Sort of half way in between. Its been through a few peoples hands, but never put in a car. Never tasted gas or oil.

Someone along the line has had the heads ported.

The current plan is to leave it mainly intact.
(its a ST220 engine)

Well, if it has 0 miles, then you'll probably be alright.

Btw, are you from the UK or from the US?
 
LSD? You're gonna want to get rid of that weak diff, as it will be a major weak link after that power is added, and trust me, you don't want to put it all back together, drive it for a week, and then have to take it all the way apart again.
 
If you're going to put headers on the car, you're better off doing it with the motor out!
 
LSD? You're gonna want to get rid of that weak diff, as it will be a major weak link after that power is added, and trust me, you don't want to put it all back together, drive it for a week, and then have to take it all the way apart again.

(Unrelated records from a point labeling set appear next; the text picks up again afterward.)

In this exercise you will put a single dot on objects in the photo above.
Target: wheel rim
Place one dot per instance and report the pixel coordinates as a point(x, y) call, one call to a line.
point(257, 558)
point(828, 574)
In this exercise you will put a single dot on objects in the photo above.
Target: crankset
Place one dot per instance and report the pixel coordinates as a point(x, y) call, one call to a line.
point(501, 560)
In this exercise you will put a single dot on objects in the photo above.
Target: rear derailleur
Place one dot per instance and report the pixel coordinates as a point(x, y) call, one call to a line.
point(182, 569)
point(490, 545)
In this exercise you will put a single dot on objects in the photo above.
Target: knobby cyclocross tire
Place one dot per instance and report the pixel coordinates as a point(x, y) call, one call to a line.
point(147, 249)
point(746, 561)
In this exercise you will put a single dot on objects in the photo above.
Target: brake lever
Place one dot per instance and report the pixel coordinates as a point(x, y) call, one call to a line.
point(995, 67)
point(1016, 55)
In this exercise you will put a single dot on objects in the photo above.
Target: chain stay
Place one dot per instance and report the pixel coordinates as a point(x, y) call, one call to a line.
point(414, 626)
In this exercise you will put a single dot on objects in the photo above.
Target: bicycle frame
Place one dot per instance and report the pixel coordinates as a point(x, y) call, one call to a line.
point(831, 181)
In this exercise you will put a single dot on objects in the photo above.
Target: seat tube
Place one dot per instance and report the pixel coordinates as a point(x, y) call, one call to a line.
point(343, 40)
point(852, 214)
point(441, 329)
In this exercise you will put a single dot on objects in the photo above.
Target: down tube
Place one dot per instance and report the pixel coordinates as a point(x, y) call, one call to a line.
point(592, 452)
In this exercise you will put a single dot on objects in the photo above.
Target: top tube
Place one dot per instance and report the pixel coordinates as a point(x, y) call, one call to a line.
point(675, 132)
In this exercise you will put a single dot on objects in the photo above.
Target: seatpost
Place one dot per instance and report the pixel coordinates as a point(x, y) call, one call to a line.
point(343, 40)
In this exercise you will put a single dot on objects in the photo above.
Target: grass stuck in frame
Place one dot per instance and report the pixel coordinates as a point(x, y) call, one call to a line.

I'd kind of closed my eyes about the diff, hoping it would magically become better. I have no idea about diffs, where to source, how hard they are to fit etc

If you're going to put headers on the car, you're better off doing it with the motor out!

Yep, that's being done :)
 
Well my friend, it's time to open your eyes and lose some money, Torsens are discontinued (I believe) but you can sometimes find them on e-bay or in the classifieds, Quaife is pretty much your only source for a brand new one, which www.ultrarev.com seems to have a fair price on them (somewhere around $800 IIRC) but whichever you go with GET ONE! Definitely a must have if you don't want to pull the tranny again, it'll save you money in the long run.
 
FYI, a four-puck clutch is going to chatter and have harsh engagement. I think that a Kevlar clutch would be well suited, which I don't see widely used in the CSVT community. A 3.0L engine isn't going to produce nearly enough power to hurt a kevlar clutch like this, and this engages smooth like OEM style yet has a definite bite.

FYI: Kevlar clutches are hugely popular in the Probe, 626 and MX6 crowd. Boosted KLs (Mazda 2.5L) with ~300whp/wtq run just fine on these. When I upgrade my csvt clutch, which feels like a cheap dyno-wtf $50 clutch from Autozoe, I'll definitely use Kevlar.